CRISP BAKED CHICKEN WITH CHERRY TOMATOES AND POLENTA
- Cooking Time: 30-40 minutes
- Servings: 4-6
- Preparation Time: 5 minutes
- 1 recipe polenta (below) or 2 x 500g packs ready to use polenta + 4 tablespoons grated parmesan cheese
- 4 skin on boneless chicken breasts, cut in half if large
- 500g cherry tomatoes
- few sprigs fresh rosemary
- 2 cloves garlic, sliced
- 4 tablespoons olive oil
- Salt and freshly ground pepper
- Salad of seasonal leaves to serve
- 1 litre (1 quart)water
- 3/4 cup /240g (8 1/2 oz) coarse corn meal
- 1 teaspoon salt
- 4 tablespoons grated parmesan cheese
- 15g (1/2 oz) butter
For the chicken:
1. Preheat the oven to 220ºC (425ºF/Gas Mark 7).
2. Make the polenta or crumble the ready-made polenta into chunks and put evenly into the bottom of a roasting dish. (If using the ready-made, sprinkle with the parmesan.)
3. Place the chicken breasts skin side up on top of the polenta, scatter with the cherry tomatoes then sprinkle with the rosemary and garlic, drizzle with the olive oil and season with salt and pepper.
4. Bake in the centre of the oven for 25-30 minutes until the chicken skin is crisp and golden and the polenta is starting to turn brown around the edges.
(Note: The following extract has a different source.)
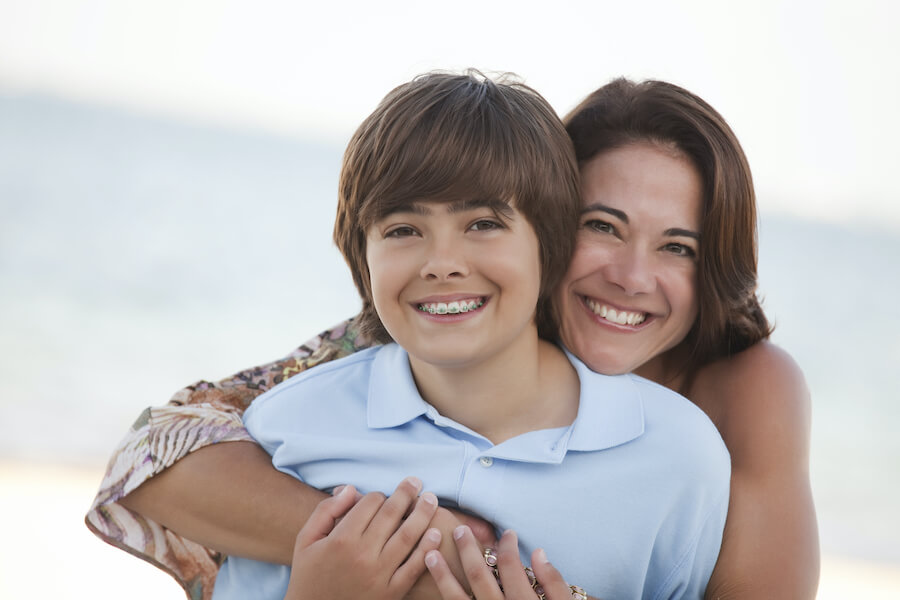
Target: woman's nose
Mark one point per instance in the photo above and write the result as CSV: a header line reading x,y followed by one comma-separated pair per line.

5. Remove from the oven and serve on warmed plates with a salad of seasonal leaves.
For the polenta:
1. Bring the water to the boil in a medium saucepan. Once boiling, pour the maize meal into the pan in a slow steady stream, while constantly whisking with a wire whisk to prevent lumps forming.
2. Reduce the heat and cook the polenta, stirring occasionally with a wooden spoon, for 10 minutes.
3. Remove the polenta from the heat and mix in the parmesan and butter. Proceed as above.